Dal 2017 al 2021 a città di Rotterdam ha utilizzato un sistema basato sull’intelligenza artificiale e 315 criteri per selezionare i profili suscettibili di abusare delle prestazioni sociali.
Lighthouse Reports e Wired (alt su archive.is)hanno fatto luce su un algoritmo che permette di discriminare in particolare le madri in situazione di precarietà.
Sitting in her blocky, 1950s house, which is decorated with photographs of her garden, Ceelie taps away at a laptop. She’s entering her details into a reconstruction of Rotterdam’s welfare risk-scoring system created as part of this investigation. The user interface, built on top of the city’s algorithm and data, demonstrates how Ceelie’s risk score was calculated—and suggests which factors could have led to her being investigated for fraud.

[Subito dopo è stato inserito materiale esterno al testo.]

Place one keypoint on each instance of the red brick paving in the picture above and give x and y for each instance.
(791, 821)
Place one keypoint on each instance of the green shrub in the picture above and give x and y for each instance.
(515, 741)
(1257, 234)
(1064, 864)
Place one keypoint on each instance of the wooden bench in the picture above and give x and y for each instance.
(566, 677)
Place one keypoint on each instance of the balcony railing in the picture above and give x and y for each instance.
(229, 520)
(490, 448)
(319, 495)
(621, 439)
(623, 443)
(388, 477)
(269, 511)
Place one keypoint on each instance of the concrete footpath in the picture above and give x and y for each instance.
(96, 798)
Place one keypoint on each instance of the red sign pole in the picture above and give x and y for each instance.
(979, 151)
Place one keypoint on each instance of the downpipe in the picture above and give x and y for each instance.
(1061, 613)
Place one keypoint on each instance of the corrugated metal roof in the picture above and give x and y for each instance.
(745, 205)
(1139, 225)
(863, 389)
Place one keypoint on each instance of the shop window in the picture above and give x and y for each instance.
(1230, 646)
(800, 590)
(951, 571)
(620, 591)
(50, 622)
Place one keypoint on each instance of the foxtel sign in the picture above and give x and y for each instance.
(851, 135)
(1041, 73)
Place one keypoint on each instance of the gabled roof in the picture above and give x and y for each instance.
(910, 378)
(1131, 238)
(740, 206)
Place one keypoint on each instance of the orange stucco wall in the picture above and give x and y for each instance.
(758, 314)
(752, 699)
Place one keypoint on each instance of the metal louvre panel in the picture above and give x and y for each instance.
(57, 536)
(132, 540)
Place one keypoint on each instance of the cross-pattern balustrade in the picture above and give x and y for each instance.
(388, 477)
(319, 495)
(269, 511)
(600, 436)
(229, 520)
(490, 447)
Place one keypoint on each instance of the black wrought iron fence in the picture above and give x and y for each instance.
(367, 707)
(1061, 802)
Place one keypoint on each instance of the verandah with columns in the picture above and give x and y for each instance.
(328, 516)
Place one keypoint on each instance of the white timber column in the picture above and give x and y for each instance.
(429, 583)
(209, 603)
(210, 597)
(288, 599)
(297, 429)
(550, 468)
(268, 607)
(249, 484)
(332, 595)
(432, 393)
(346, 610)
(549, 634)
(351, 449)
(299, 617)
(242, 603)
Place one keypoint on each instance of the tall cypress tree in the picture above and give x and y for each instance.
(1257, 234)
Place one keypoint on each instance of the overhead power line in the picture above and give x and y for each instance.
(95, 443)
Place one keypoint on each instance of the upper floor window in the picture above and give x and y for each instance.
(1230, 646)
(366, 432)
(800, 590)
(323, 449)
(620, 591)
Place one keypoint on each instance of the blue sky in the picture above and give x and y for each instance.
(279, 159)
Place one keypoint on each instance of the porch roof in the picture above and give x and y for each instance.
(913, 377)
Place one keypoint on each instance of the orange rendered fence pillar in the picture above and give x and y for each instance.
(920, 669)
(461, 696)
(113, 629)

All 315 factors of the risk-scoring system are initially set to describe an imaginary person with “average” values in the data set. When Ceelie personalizes the system with her own details, her score begins to change. She starts at a default score of 0.3483—the closer to 1 a person’s score is, the more they are considered a high fraud risk. When she tells the system that she doesn’t have a plan in place to find work, the score rises (0.4174). It drops when she enters that she has lived in her home for 20 years (0.3891). Living outside of central Rotterdam pushes it back above 0.4.

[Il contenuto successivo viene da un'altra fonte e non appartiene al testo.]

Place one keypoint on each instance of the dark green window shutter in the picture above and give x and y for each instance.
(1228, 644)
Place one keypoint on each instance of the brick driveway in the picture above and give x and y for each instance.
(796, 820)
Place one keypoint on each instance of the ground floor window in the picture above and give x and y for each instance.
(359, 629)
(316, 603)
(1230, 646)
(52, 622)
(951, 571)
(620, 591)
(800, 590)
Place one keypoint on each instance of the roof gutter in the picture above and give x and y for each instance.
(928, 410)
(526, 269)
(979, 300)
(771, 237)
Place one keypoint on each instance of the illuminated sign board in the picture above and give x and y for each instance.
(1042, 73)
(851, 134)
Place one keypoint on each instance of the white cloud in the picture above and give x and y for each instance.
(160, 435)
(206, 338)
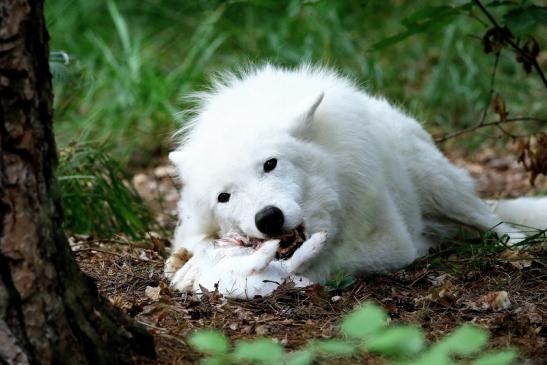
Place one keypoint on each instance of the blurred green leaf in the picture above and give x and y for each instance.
(98, 197)
(522, 21)
(364, 321)
(264, 351)
(209, 341)
(426, 19)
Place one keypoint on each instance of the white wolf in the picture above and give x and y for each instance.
(275, 149)
(246, 272)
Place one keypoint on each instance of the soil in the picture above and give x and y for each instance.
(503, 291)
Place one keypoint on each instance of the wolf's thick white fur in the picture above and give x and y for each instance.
(349, 163)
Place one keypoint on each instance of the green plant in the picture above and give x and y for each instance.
(132, 61)
(363, 330)
(98, 197)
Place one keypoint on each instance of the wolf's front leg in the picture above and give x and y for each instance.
(175, 262)
(307, 251)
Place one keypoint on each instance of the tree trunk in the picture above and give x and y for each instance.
(50, 313)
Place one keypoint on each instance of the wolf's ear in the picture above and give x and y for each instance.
(305, 115)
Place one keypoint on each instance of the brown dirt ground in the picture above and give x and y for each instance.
(451, 287)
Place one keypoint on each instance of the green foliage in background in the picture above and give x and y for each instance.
(363, 330)
(97, 196)
(131, 62)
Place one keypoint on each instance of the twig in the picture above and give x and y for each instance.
(491, 91)
(513, 45)
(488, 124)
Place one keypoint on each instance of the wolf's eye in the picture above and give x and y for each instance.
(270, 164)
(223, 197)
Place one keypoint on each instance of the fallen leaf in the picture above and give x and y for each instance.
(518, 258)
(495, 301)
(153, 292)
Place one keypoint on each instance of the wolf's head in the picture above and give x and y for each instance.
(255, 173)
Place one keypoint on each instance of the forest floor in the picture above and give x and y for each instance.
(501, 290)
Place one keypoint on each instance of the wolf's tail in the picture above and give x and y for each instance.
(530, 212)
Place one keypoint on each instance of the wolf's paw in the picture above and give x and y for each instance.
(317, 239)
(175, 262)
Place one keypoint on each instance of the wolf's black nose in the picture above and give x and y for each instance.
(269, 220)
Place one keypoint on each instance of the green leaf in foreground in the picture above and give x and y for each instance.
(465, 340)
(505, 357)
(210, 342)
(302, 357)
(261, 350)
(364, 321)
(397, 341)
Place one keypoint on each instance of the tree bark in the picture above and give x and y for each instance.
(50, 313)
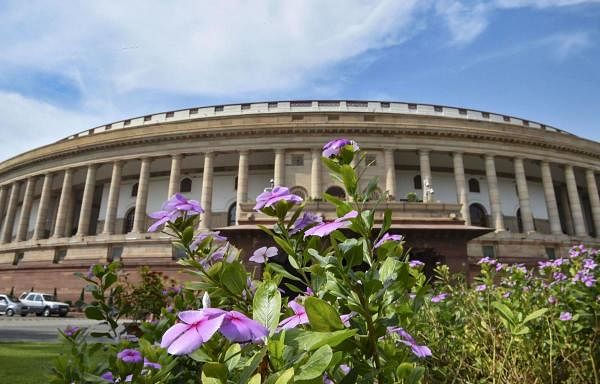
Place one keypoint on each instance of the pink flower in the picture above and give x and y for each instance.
(325, 229)
(298, 318)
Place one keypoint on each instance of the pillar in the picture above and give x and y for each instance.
(574, 202)
(207, 187)
(85, 213)
(594, 199)
(242, 191)
(139, 218)
(23, 225)
(461, 187)
(550, 197)
(315, 174)
(175, 175)
(63, 204)
(42, 214)
(390, 173)
(523, 192)
(113, 198)
(279, 171)
(11, 211)
(492, 181)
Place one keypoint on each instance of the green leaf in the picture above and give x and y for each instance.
(317, 364)
(267, 305)
(322, 315)
(214, 373)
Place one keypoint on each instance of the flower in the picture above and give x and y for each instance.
(565, 316)
(334, 147)
(325, 229)
(262, 254)
(388, 237)
(238, 327)
(438, 298)
(130, 356)
(195, 328)
(268, 198)
(298, 318)
(307, 219)
(406, 339)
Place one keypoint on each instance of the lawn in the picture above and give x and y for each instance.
(27, 363)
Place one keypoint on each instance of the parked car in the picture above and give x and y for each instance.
(43, 304)
(10, 306)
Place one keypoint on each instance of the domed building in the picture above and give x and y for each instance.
(493, 185)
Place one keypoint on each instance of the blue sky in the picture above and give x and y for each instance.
(68, 66)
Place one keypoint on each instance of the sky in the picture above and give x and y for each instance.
(68, 66)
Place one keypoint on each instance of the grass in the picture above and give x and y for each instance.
(27, 363)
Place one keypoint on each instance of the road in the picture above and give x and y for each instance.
(33, 328)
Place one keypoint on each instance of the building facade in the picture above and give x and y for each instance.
(86, 198)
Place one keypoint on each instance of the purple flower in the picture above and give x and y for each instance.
(298, 318)
(325, 229)
(239, 328)
(406, 339)
(195, 328)
(148, 363)
(130, 356)
(438, 298)
(262, 254)
(415, 264)
(268, 198)
(565, 316)
(334, 147)
(307, 219)
(388, 237)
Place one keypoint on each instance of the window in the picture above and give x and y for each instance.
(474, 185)
(488, 251)
(371, 160)
(297, 159)
(417, 183)
(185, 185)
(134, 189)
(478, 215)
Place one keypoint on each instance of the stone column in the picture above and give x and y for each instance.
(594, 199)
(316, 183)
(207, 187)
(574, 202)
(139, 218)
(113, 198)
(523, 192)
(23, 225)
(175, 175)
(11, 211)
(242, 192)
(550, 197)
(461, 187)
(492, 181)
(63, 204)
(279, 171)
(390, 173)
(42, 216)
(85, 213)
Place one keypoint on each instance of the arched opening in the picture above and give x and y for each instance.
(128, 221)
(418, 184)
(134, 190)
(231, 213)
(478, 215)
(336, 191)
(185, 185)
(474, 185)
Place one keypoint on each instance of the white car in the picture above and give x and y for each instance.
(43, 304)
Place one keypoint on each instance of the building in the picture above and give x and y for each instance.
(85, 198)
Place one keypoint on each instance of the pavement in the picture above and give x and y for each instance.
(32, 328)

Rotterdam è salita in cima al podio delle città olandesi per indagini contro le frodi al welfare. Su 30000 beneficiari, ogni anno vengono controllate le transazioni di un gruppo che può arrivare a 6000 individui.

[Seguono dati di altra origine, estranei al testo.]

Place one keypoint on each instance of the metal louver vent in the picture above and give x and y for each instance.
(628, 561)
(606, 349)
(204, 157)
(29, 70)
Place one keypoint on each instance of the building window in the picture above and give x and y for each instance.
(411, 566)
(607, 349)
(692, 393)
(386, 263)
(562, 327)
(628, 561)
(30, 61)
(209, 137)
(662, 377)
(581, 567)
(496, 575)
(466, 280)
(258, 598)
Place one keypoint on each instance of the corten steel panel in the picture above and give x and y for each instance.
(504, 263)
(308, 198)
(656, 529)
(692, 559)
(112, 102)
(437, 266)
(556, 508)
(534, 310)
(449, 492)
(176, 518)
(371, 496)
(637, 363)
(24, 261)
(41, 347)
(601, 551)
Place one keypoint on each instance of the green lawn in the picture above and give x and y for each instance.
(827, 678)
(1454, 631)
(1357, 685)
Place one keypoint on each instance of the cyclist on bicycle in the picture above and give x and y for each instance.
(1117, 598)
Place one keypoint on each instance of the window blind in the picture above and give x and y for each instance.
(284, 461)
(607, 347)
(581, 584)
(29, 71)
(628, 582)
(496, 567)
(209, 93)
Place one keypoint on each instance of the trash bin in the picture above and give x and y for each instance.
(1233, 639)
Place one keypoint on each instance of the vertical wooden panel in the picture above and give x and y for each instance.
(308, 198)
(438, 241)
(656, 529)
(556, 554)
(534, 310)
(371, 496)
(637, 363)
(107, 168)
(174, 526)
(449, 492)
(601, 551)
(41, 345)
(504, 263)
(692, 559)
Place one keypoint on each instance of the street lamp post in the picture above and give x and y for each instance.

The Netherlands takes a tough stance on welfare fraud, encouraged by populist right-wing politicians. And of all the country’s regions, Rotterdam cracks down on welfare fraud the hardest. Of the approximately 30,000 people who receive benefits from the city each year, around a thousand are investigated after being flagged by the city’s algorithm. In total, Rotterdam investigates up to 6,000 people annually to check if their payments are correct. In 2019, Rotterdam issued 2,400 benefits penalties, which can include fines and cutting people’s benefits completely. In 2022 almost a quarter of the appeals that reached the country’s highest court came from Rotterdam.